Désormais, la mondialisation impose de nouvelles règles du jeu que les entreprises contemporaines ne peuvent négliger: concurrence internationale, exigences des consommateurs à la hausse, influence des marchés financiers, etc. Au niveau de l’entreprise, cela se concrétise souvent par une nécessité de se recentrer sur certaines activités clés (activités dites de« coeur de métier>> ou en anglais, core competencies) et de confier à d’autres la gestion de fonctions plus ou moins critiques (activités dites « périphériques , ). On peut constater une croissance de l’externalisation à l’échelle mondiale de l’ordre de 20% par année (Barthélemy, L’Expansion Management Review, mars 2002). Cette tendance vers l’externalisation est particulièrement présente au niveau des activités de télécommunications, de l’informatique ou des ressources humaines par exemple. The Economist Intelligence Unit prévoyait d’ailleurs en 1999 une forte croissance à ce chapitre d’ici 2010 .
Force est d’admettre que l’impartition des technologies de l’information est déjà une stratégie d’affaires très fréquente à l’échelle mondiale. D’ailleurs, certains praticiens de l’industrie informatique commencent à observer une certaine tendance vers l’externalisation outre-mer (offshore outsourcing). Pour plusieurs grandes entreprises, il peut être très attrayant de se tourner vers des fournisseurs informatiques provenant de pays étrangers comme l’Inde, la Russie, la Chine, l’Irlande ou l’Europe de l’est par exemple. Combinant des compétences de haut calibre et un coût de main-d’œuvre très bas, ces fournisseurs étrangers deviennent des compétiteurs ou des partenaires incontournables pour les grandes firmes informatiques nordaméricaines. Selon ce même article, on apprend que CGI utilise ses activités en Inde de manière à pouvoir offrir à certains clients des économies pouvant atteindre jusqu’à 40%. On peut également voir en cette tendance une certaine opportunité pour les firmes informatiques canadiennes de desservir le marché américain, étant considérées comme des « nearshore providers », ils présentent un facteur de risque moindre en cette période d’instabilité mondiale.
L’impartition informatique a donc beaucoup évoluée, d’une activité totalement périphérique, elle s’insère de plus en plus profondément dans les processus d’affaires des organisations, petites ou grandes, publiques ou privées.
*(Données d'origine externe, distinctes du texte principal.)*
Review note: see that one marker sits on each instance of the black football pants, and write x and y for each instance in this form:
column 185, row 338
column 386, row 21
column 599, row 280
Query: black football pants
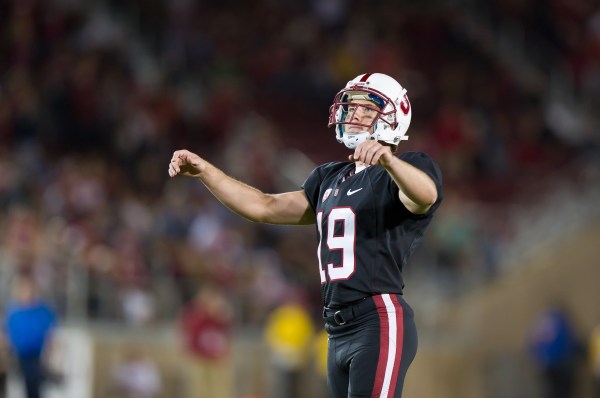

On parle d’ailleurs de plus en plus de « BPO , (pour Business Process Outsourcing), où l’objectif n’est plus seulement de déléguer une infrastructure technologique, mais bien d’externaliser des pans complets des processus organisationnels (ressources humaines, paie, logiciels intégrés de gestion (ERP), etc.) qui ont abondamment recours aux technologies de l’information. C’est donc un domaine qui a subit et qui subira encore de nombreuses mutations au fil du temps et qui vaut la peine de s’y attarder.